Do not over water! It leads to the death of many plants; their roots suffocate & die of rot or disease.


There are two planting seasons in Southern California. The spring planting season: late March until late April.

         This time is reserved for planting of warm season growing succulents & cacti.

Fall planting season: starts late October through December.

         This time is for planting cool season growers.


Succulents & cacti growing in the ground should need only the most minimal of feeding. However plants in containers should be fertilized once every other month during the season of their active growth.


Seasonally prune four times a year. This gives you a balance of work & rest. Some plants need a hard pruning once a year either in spring or fall depending on the season of their dormancy.

         Plants that grow in the warm weather should be pruned in the spring, just before growth starts.

         Plants that grow in cool weather should be pruned in the fall, just before growth starts.

Remove dead flowers (deadhead) & corrective prune whenever necessary. Make accurate cuts with clean sharp tools. Remember some plants have special pruning needs so research.

Pest Control

The following are the most common offenders; aphids, mealy bug, ants, scale, white fly, grasshoppers, rabbits & gophers.

         Establish a threshold for a low pest population level.

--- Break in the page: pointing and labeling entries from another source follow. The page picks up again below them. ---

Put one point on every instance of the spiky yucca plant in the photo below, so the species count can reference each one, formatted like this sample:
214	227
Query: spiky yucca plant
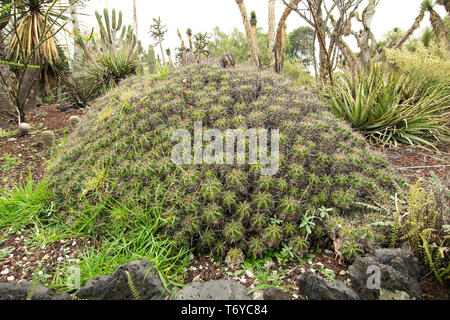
216	208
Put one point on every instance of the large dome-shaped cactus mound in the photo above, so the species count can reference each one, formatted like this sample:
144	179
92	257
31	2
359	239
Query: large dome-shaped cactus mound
123	151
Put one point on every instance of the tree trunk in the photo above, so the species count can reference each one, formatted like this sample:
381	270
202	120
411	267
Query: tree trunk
439	29
6	107
279	52
255	41
272	34
181	40
77	51
28	90
248	30
135	18
411	30
162	51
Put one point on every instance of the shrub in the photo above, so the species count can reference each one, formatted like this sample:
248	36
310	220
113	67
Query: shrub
391	107
214	208
105	70
432	63
297	72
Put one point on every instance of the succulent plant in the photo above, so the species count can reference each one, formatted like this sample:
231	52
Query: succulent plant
220	209
48	139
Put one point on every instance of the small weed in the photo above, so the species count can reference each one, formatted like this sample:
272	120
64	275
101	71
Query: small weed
7	163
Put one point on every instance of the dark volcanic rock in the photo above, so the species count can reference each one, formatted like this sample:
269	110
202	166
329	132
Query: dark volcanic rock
213	290
399	271
276	295
22	290
315	287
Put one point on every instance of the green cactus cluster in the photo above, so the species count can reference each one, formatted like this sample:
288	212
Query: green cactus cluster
217	208
112	32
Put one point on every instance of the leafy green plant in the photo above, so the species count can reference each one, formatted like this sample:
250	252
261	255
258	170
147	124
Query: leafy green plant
391	107
7	163
213	208
421	223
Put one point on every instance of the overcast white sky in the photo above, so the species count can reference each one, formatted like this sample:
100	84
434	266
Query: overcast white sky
204	15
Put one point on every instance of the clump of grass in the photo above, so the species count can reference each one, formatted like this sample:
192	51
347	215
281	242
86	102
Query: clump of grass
7	163
130	234
392	107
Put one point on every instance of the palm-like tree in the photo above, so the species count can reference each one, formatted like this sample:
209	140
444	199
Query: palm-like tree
158	32
414	27
272	34
135	24
31	29
437	24
445	3
248	31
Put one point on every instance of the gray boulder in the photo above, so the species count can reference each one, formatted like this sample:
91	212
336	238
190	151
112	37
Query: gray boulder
276	295
213	290
23	129
22	290
314	287
144	278
399	271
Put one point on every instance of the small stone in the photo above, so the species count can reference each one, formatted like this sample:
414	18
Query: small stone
23	129
48	139
74	121
258	295
197	278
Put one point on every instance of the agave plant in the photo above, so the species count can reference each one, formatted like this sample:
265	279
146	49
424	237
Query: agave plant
391	107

Monitor the pests in your garden frequently.

         Remove infestations or pest populations out of control manually at first.

         Use pesticides as last resort for problem situations.

         Attract beneficial insects, bats & birds.

Aim for prevention.

         Keep a clean garden remove dead leaves, twigs, fruits, etc.

         To prevent introducing new pests to your garden quarantine new plants, inspect their leaves, stems, & roots.

         Use low toxicity (less poisonous) pesticides first before using more toxic weapons.  Consult your nurseryman for more options.

         Insecticidal Soaps, Ultra-fine Oils, & Pyrethrin are good

         Organic choices. Imiraclorid & Malathion are sound conventional choices.

Disease Control

Most succulent plants grown correctly have few disease problems.

         Chose the right plant for the right location.

         Know when plants are dormant (not growing). They generally need much less water when dormant.

         Do not crowd plants too close together.

         Keep tools clean & sharp.

Many diseases are caused by improper growing conditions which stress plants.

         Over watering is the #1 cause of plant death besides lack of water!

         Avoid incorrect pruning, or pruning at the wrong time of year.

         Sulfur, Copper, & Neem Oil are good organic choices for disease control.

Weed Control

Remove weeds often & as soon as they are spotted. Manual pulling often works better than chemical sprays. Intensive weed removal in spring before they set seed helps control the weed population the following year.

         Use mulches.

         Never use plastic weed barriers it is not healthy for soil. Landscape fabric allows for gas & water exchange & is preferred.

         Use “pre – emergent” like Amaze in fall & spring to prevent weed seeds from germinating. The “Pre-emergence” kill weed seeds while leaving sprouted plants unharmed.

         Remove stumps of weedy trees or shrubs, Ortho Brush be Gone works nice.

Avoid over watering. Check irrigation for leaks & incorrect sprinkler spray paths. Use edging around lawns to keep the grass in its place. Ask your nurseryman when buying plants to avoid planting potentially weedy & invasive plants in your garden.